Schade, dass Poker im deutschsprachigen Raum so gar nicht organisiert ist. Es gibt keinen Interessenverband. Es gibt – sicher auch bedingt durch die restriktive Politik – einfach keine Möglichkeit Zertifikate, Gütesiegel oder ähnliches zu vergeben. Jeden Tag kann von irgendwo auf der Welt ein weiterer Anbieter auf den deutschsprachigen Markt drängen und irgendwas versprechen und ausspielen. Niemand kann das kontrollieren und der nächste Skandal ist dann nur eine Frage der Zeit.
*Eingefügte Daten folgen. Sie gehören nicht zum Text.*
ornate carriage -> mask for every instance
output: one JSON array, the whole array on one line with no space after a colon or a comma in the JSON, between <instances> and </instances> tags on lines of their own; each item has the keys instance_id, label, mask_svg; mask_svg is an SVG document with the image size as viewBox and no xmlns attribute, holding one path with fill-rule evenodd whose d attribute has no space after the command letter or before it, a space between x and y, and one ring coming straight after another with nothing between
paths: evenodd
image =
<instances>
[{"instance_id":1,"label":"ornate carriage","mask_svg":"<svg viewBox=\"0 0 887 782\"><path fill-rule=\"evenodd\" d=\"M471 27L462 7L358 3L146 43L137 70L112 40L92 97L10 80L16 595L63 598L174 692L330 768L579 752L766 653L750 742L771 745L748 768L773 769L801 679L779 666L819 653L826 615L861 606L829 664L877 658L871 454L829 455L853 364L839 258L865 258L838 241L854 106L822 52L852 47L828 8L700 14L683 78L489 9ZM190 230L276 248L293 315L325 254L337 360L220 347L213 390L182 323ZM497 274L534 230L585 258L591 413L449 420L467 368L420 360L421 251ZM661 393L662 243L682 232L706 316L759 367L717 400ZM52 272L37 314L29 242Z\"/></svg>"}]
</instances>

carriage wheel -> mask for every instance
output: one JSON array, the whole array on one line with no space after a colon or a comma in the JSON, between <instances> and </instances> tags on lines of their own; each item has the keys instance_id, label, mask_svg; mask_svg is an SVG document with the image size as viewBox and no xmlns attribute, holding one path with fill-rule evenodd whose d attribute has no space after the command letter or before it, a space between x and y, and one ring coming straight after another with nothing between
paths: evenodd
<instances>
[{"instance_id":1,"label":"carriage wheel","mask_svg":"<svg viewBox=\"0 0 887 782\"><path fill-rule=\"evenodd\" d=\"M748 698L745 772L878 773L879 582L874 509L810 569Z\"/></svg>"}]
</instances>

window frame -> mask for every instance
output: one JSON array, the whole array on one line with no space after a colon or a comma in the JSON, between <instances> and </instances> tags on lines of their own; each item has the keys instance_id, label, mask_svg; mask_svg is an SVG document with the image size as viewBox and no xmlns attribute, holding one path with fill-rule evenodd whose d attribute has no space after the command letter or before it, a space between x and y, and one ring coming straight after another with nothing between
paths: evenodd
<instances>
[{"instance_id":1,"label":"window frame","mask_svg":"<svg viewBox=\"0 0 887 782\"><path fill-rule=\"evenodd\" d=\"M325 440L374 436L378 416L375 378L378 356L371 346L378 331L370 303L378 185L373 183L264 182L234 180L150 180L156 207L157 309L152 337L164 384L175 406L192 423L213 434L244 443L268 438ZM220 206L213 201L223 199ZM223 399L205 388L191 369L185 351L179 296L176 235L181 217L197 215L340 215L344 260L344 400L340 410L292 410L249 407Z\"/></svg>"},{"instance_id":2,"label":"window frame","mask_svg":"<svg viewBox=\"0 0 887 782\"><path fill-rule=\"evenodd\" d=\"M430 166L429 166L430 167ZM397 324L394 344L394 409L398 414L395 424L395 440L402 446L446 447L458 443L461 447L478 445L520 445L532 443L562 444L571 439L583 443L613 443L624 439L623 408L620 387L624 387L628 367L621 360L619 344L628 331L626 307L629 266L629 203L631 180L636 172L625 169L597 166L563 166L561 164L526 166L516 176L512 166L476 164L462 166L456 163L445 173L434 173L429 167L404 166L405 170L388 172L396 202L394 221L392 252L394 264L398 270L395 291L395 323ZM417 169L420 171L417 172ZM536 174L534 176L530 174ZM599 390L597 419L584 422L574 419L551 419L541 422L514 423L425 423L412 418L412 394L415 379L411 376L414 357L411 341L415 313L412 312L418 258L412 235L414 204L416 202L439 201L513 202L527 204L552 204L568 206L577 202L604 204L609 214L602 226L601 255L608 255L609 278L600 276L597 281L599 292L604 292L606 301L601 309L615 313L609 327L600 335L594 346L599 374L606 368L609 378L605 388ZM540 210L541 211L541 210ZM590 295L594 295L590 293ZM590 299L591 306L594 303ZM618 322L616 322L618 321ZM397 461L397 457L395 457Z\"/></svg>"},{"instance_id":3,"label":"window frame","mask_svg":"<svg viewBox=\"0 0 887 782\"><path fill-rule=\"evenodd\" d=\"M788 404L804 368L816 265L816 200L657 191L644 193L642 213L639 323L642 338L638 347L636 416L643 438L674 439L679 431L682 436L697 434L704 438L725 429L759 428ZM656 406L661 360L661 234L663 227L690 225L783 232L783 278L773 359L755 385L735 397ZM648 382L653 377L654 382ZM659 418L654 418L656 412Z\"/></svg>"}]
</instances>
Aber die großen Probleme unserer Pokerzeit werde ich nicht mit dieser Kolumne lösen. – Allerdings ein paar klärende Worte werde ich jetzt noch an die Menschen richten, die sich bei Facebook „Laura Hill“ nennen. Ihr wolltet die „Prüfung durch die Fachjournalisten“ und die habt ihr bekommen. Bitte für den Fall, dass ihr das nächste und übernächste Turnier auf die Reihe bekommt eine Kopie der Spendenüberweisung an schrage@hochgepokert.de. Ich habe die richtigen Namen und richtigen Adressen recherchiert und werde persönlich ein Auge auf die Sache haben. – Für diesen Sonntag überweise ich im Namen der Hochgepokert.com Leser die 56.-E. Es spricht nichts dagegen der kleinen Sarah zu einer weiteren „Delphin-Therapie“ zu verhelfen. Aber es spricht sehr viel dagegen die kleine Sarah vor den Marketingkarren zu spannen. – Der Sheriff hat euch im Auge und verzeiht nichts.